Chlorine monoxide, Cl2O (an ahydride of hypochlorous acid), is a yellow-brown gas, with a pungent odor similar to the odor of chlorine. It has a melting point of –121°C and a boiling point of 2°C. A vigorous oxidizing agent, it is an unstable compound, which slowly decomposes under normal conditions and may explode spontaneously in concentrated and condensed form: 2Cl2O = 2Cl2 + O2. It is readily soluble in water (about 200 volumes of Cl2O dissolve in one volume of water) and carbon tetrachloride. Upon dissolving in water, it yields hypochlorous acid, HCIO. Chlorine monoxide may be produced by the reaction of chlorine with freshly precipitated dry mercuric oxide: 2HgO + 2Cl2 = HgCl2 + Cl2O. In industry, aqueous solutions of chlorine monoxide are produced by the chlorination of carbonates of alkali or alkaline-earth metals in water. Chlorine monoxide is used in the production of calcium hypochlorite.

Chlorine dioxide, ClO2 (a mixed anhydride of chlorous acid and chloric acid), is a yellow-orange gas, with an unpleasant odor and a melting point of –59°C and a boiling point of 10°C. It is a strong oxidizing agent, especially in an acidic medium, and is explosive in concentrated form. Chlorine dioxide decomposes gradually in the light, a process accompanied by explosion above 50°C. It is readily soluble in water, sulfuric acid, acetic acid, and carbon tetrachloride. Upon reaction with alkaline solutions, it forms chlorites and chlorates. Chlorine dioxide is produced by the partial reduction of chlorates by SO2, oxalic acid, or hydrochloric acid and, in small amounts, by the action of chlorine on sodium chlorite:

2NaClO2 + Cl2 = 2NaCl + 2ClO2

It is commonly used in the form of an aqueous solution or in gaseous form in a mixture with air to bleach and sterilize wood pulp, fabrics, and flour. The reaction of ClO2 with aqueous solutions of NaOH in the presence of a reducing agent is the basis of the industrial production of chlorites.

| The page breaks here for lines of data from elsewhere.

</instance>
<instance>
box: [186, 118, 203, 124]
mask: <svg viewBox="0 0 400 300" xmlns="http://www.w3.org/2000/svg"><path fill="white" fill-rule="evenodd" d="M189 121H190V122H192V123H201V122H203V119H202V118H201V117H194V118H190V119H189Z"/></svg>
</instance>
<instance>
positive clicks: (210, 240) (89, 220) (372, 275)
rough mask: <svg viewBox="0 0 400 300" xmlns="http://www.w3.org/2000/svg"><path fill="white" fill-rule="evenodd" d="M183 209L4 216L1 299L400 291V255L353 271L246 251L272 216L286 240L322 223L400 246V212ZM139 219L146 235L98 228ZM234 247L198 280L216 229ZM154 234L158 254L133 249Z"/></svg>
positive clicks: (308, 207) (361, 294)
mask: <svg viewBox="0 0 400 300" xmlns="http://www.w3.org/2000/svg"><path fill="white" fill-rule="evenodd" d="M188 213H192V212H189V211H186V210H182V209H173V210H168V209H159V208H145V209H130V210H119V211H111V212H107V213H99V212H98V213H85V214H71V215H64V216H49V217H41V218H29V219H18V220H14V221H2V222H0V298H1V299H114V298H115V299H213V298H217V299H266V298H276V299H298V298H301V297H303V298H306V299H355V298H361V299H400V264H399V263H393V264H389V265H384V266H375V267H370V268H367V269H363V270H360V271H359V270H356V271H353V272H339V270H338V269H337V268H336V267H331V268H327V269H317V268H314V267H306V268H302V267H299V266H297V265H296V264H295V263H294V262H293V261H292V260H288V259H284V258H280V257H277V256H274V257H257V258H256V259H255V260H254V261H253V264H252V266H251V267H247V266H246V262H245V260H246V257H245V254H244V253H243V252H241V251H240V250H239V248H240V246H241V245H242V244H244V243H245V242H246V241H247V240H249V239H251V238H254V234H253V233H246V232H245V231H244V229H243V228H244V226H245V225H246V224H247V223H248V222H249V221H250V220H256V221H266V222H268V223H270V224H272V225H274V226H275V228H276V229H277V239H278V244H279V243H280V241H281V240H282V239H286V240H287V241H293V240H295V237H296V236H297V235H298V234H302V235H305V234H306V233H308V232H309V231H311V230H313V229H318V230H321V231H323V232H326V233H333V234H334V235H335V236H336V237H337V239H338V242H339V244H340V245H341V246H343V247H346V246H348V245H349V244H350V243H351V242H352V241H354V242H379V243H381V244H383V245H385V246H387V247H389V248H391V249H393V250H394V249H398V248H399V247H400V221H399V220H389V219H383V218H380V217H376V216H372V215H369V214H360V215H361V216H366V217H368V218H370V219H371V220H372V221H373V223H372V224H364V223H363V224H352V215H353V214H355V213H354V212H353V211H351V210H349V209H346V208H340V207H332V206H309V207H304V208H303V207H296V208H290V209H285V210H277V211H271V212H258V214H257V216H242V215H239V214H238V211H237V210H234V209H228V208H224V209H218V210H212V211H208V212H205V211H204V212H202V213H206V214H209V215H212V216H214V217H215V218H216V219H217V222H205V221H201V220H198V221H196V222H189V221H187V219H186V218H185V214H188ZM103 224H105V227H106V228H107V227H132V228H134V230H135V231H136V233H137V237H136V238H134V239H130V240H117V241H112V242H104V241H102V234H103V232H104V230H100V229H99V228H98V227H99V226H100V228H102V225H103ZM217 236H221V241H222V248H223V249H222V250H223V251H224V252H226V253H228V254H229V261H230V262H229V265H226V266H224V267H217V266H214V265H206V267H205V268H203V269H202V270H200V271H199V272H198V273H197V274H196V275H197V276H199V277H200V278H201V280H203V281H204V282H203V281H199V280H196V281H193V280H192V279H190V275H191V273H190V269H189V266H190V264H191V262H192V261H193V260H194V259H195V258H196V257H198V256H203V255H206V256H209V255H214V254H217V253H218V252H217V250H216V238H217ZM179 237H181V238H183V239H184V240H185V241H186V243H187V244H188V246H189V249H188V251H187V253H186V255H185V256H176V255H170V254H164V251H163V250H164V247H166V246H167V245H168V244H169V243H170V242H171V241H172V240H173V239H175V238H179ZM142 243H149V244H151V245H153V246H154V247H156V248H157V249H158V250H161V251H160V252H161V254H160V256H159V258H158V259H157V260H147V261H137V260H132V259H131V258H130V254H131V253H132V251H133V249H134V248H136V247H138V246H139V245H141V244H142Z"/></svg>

Chlorine trioxide, Cl2O6 (a mixed anhydride of perchloric acid and chloric acid), is a fuming, dark red liquid, with a melting point of 3.5°C and a boiling point of 203°C. It explodes upon contact with readily oxidizable compounds. In the crystalline state, it has the structure of chloryl perchlorate, ClO2+ClO4. It reacts vigorously with water. Chlorine trioxide may be produced by the oxidation of chlorine dioxide with ozone or by the reaction of chlorates with fluorine: 2KClO3 + F2 = 2KF + Cl2O6. It is always present in the products of the thermal decompostion of perchloric acid. It has no practical applications.

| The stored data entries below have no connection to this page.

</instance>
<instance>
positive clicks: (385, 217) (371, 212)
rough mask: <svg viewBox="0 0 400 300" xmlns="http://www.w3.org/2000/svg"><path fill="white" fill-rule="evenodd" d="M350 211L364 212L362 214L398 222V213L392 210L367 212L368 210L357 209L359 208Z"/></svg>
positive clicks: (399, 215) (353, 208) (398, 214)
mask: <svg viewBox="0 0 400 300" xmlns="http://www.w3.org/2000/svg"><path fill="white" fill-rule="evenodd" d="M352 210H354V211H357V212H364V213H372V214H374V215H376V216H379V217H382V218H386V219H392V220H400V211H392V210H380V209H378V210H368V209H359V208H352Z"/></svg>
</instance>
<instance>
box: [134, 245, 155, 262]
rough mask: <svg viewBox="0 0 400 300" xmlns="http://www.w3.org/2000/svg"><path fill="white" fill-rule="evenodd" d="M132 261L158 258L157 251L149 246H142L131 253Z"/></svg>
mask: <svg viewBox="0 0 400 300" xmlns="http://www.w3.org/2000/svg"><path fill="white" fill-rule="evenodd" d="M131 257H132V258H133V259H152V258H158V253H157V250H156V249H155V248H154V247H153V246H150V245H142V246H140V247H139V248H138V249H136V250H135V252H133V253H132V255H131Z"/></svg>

Chlorine heptoxide, Cl2O7 (an anhydride of perchloric acid), is a colorless liquid, with a melting point of –93°C and a boiling point of 83°C. It decomposes slowly upon storage, with the production of colored decomposition products that are lower oxides of chlorine. It is spontaneously explosive, especially in the presence of its decomposition products. Chlorine heptoxide dissolves in carbon tetrachloride at room temperature and reacts with water to form perchloric acid. It explodes upon contact with iodine. Chlorine heptoxide may be obtained by the dehydration of perchloric acid in the presence of phosphorus pentoxide or oleum or by the low-temperature electrolysis of concentrated perchloric acid on a platinum anode. It has no practical applications.

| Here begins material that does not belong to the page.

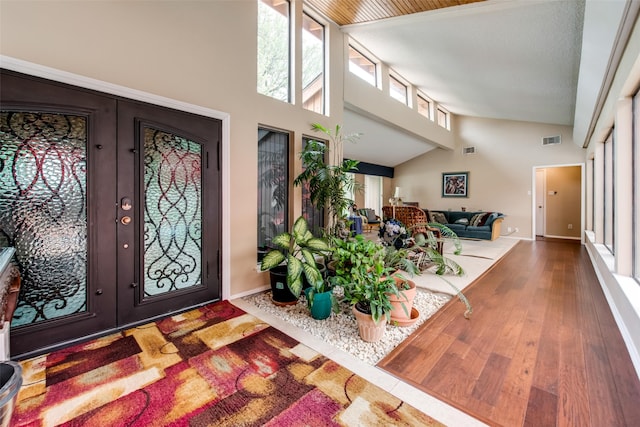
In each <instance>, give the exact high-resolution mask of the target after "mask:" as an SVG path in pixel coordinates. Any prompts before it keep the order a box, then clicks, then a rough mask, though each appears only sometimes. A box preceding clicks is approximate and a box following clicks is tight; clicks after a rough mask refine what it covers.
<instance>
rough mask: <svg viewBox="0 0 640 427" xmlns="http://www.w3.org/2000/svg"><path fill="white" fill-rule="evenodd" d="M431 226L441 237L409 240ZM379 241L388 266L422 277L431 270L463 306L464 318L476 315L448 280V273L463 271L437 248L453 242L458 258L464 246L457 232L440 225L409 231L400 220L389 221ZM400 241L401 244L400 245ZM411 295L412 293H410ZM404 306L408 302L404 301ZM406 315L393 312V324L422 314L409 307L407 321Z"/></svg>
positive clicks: (407, 303)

Cl2O8, an intermediate in the electrolysis of perchloric acid and perchlorate salts, has not been isolated as a separate compound.

In addition to the oxygen compounds of chlorine mentioned above, Cl2O4 is also mentioned in the literature. This compound has the structure of chlorine perchlorate, ClOClO3, and may be obtained by the reaction of chlorine fluorosulfonate and CsClO4.